You are viewing a plain text version of this content. The canonical link for it is here.
Posted to issues@trafficserver.apache.org by "Sudheer Vinukonda (JIRA)" <ji...@apache.org> on 2014/09/18 19:35:35 UTC

[jira] [Commented] (TS-3085) Large POSTs over (relatively) slower connections failing in ats5

    [ https://issues.apache.org/jira/browse/TS-3085?page=com.atlassian.jira.plugin.system.issuetabpanels:comment-tabpanel&focusedCommentId=14139222#comment-14139222 ] 

Sudheer Vinukonda commented on TS-3085:
---------------------------------------

Per Leif's suggestion on a different jira, I've marked this for 5.2 and added a back port to 5.1.1, but, this is a blocker for our ats5 roll out, and, perhaps, whoever has use cases involving large POSTs may need to cherry pick the fix.

> Large POSTs over (relatively) slower connections failing in ats5
> ----------------------------------------------------------------
>
>                 Key: TS-3085
>                 URL: https://issues.apache.org/jira/browse/TS-3085
>             Project: Traffic Server
>          Issue Type: Bug
>          Components: SSL
>    Affects Versions: 5.0.1
>            Reporter: Sudheer Vinukonda
>            Assignee: Sudheer Vinukonda
>              Labels: yahoo
>             Fix For: 5.2.0
>
>
> We ran into a production issue where large POSTs (30MB or high) are failing over slower connection speeds after ats5 roll out (the problem could be easily reproduced using a charles proxy with throttling enabled). 
> Further debugging isolated the issue to uploads over SSL connections and after a lot of debugging the issue appears to be the below:
> ATS calls SSL_read() followed by SSL_get_error() to check if there was any error in the read. This is repeated until either the complete data is read or an error occurs. However, from the openssl documentation, it is recommended to call ERR_clear_error() prior to calling SSL_read() + SSL_get_error() to ensure the error queue is clean of any leftover/garbage errors.  It's not clear what might be corrupting the error queue of the SSL context in a tight loop - possibly, some new feature in ats5. In any case, calling ERR_clear_error() is a good idea and adding this seems to resolve the post failures.
> Documentation from openSSL and some related notes on stackoverflow:
> https://www.openssl.org/docs/ssl/SSL_get_error.html
> http://stackoverflow.com/questions/18179128/how-to-manage-the-error-queue-in-openssl-ssl-get-error-and-err-get-error
> {code}
> "SSL_get_error() returns a result code (suitable for the C ``switch''
> statement) for a preceding call to SSL_connect(), SSL_accept(),
> SSL_do_handshake(), SSL_read(), SSL_peek(), or SSL_write() on ssl.

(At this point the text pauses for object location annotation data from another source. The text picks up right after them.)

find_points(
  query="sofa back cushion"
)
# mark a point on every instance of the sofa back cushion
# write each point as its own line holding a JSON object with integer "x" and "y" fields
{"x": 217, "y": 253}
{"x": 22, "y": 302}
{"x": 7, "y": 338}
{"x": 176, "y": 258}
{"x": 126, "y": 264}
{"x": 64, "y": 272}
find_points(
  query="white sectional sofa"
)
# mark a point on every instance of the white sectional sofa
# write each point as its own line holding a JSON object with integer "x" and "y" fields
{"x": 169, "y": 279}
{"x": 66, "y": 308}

The value
> returned by that TLS/SSL I/O function must be passed to SSL_get_error() in
> parameter ret.
> In addition to ssl and ret, SSL_get_error() inspects the current thread's
> OpenSSL error queue. Thus, SSL_get_error() must be used in the same thread that
> performed the TLS/SSL I/O operation, and no other OpenSSL function calls should
> appear in between. The current thread's error queue must be empty before the
> TLS/SSL I/O operation is attempted, or SSL_get_error() will not work reliably."
> "SSL_get_error does not call ERR_get_error. So if you just call SSL_get_error,
> the error stays in the queue.
> You should be calling ERR_clear_error prior to ANY SSL-call(SSL_read, SSL_write
> etc) that is followed by SSL_get_error, otherwise you may be reading an old
> error that occurred previously in the current thread."
> {code}



--
This message was sent by Atlassian JIRA
(v6.3.4#6332)